For a first approximation of what TTN is currently worth, I have made the following simple two-scenario analysis.
Let’s first look at a survival scenario, where TTN manage to go back to profitability.
Revenues ex-Hofco (includes Atlas, RCH, Nektar and Base) added up to $30.9m during DH14, so we can conservatively assume that, in a survival scenario, total annual revenues would stabilise at the current annualised level of $61.8m.
What sort of EBITDA margin can the company reasonably achieve by doing cost cutting at this level of revenue?
From looking at past financial statements, the biggest expense is employee costs, which in DH14 amounted to 47% of revenue; if that could be brought down to 36%, as it was back in FY13, employee expense would then be $22.1m.
Excluding non-recurring items and Hofco-related expenses, the remaining costs added up to $16.8m in DH14, i.e. $33.6m per year.

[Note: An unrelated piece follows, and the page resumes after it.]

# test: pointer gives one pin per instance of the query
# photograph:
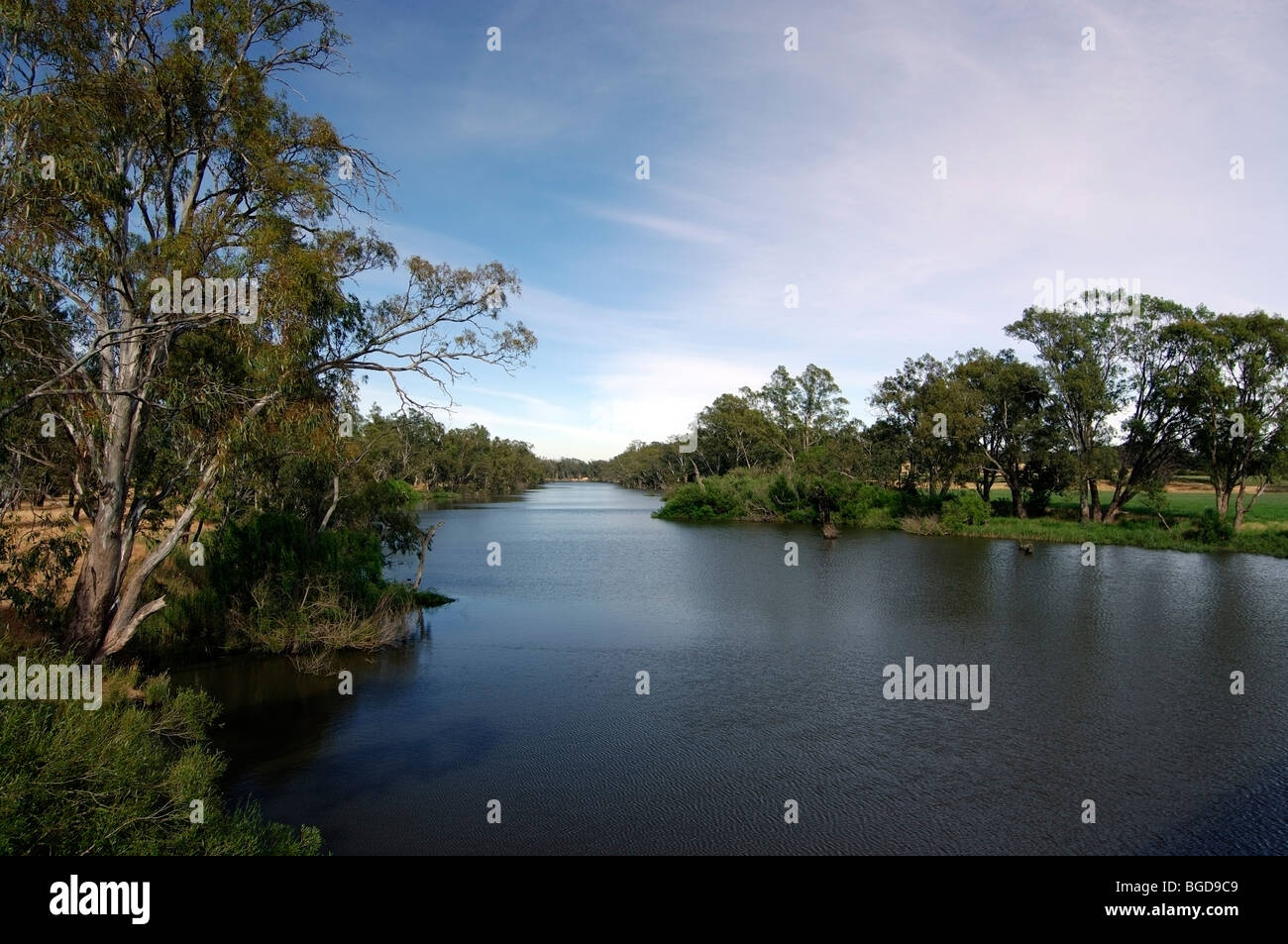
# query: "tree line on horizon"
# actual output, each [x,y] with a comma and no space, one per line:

That gives an EBITDA of $61.8m-$22.1m-$36.3m=$3.4m by simply re-aligning employee costs (as a % of revenue) to 2013 levels; if, in addition to that, non-employee expenses could be cut down by a reasonable 10% each, we would then have a $61.8m-$22.1m-$32.7m=$7.0m EBITDA, i.e. 7.0/61.8=11.3% EBITDA margin, which does not look out of synch with market for this sector.
Assuming zero depreciation and amortisation (as I will also assume fully depreciated long-term assets in the sequel), and assuming also that all debt is repaid after the Hofco disposal, using a 30% tax rate we get a $4.9m NPAT result.

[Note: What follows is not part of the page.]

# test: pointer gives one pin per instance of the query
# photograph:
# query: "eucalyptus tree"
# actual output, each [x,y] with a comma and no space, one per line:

Thus, a conservative PE multiplier of 5x gives a fair EV of $24.5m, to which we then want to add the current Net Liquid Asset Value.

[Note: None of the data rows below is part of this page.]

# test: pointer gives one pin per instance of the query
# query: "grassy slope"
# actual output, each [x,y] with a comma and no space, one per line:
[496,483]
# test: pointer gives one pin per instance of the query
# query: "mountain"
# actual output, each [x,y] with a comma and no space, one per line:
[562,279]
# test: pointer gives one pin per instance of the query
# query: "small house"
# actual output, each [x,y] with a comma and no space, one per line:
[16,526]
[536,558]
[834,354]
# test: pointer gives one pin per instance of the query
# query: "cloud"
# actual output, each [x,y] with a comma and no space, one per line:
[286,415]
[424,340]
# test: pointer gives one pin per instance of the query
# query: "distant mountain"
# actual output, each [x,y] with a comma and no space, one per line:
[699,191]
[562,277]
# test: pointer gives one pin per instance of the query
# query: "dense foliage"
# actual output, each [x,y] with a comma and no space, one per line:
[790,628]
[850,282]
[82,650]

As of Dec 31st 2014, we had [Current Assets] = $15.9m and [Total Liabilities] = $26.5m, i.e. NLAV = -$10.6m. Adding the proceeds from the January capital raising ($4.3m) and those from the Hofco sale ($13.5m), we get a current NLAV of -$10.6m + $4.3m + $13.5m = $7.2m. Therefore, in a survival scenario and assuming zero value for long-term assets, it seems reasonable to assume that TTN’s fair value is in the region of NLAV+EV = $24.5m + $7.2m = $31.7m, or 37c per share.
Note that I have not added to [Total Liabilities] the $10.9m in non-cancellable operating leases (recorded as of Dec 31st 2014), for they are assumed to be part of ordinary expenses over the next five years; because it is a survival scenario that we are considering, it does not matter what the company’s current liquidation value is.
Let’s now look at a worst-case scenario where, either because of further declining revenues, or because costs cannot be slashed enough, the company does not make it back to profitability.
I argue that, in this case, TTN’s recovery value could well be zero. In fact, although the current NLAV is positive ($7.2m) there is still that $10.9m in non-cancellable leases, which, very much like debt, could make the company insolvent. Therefore, I will assume that, in a worst-case scenario, TTN is worth zero.
Now, what is a reasonable probability for these two outcomes? Because the adjustments needed for the best-case scenario (re-alignment of employee costs as a % of revenue to 2013 levels and additional 10% cut to non-employee expenses) do look achievable, and the company is currently debt free (i.e. not under huge time pressure), I am happy to assign a 50% probability to the event of survival. Therefore, under this set of assumptions and on a probability-weighted basis, TTN should be worth at least 50% * 37c + 50% * 0c = 18.5c per share.
Based on the above analysis, I thought TTN was worth a punt on Friday, after the resumption of trading, and therefore bought in at 11c. All IMHO, DYOR and of course GLTAH.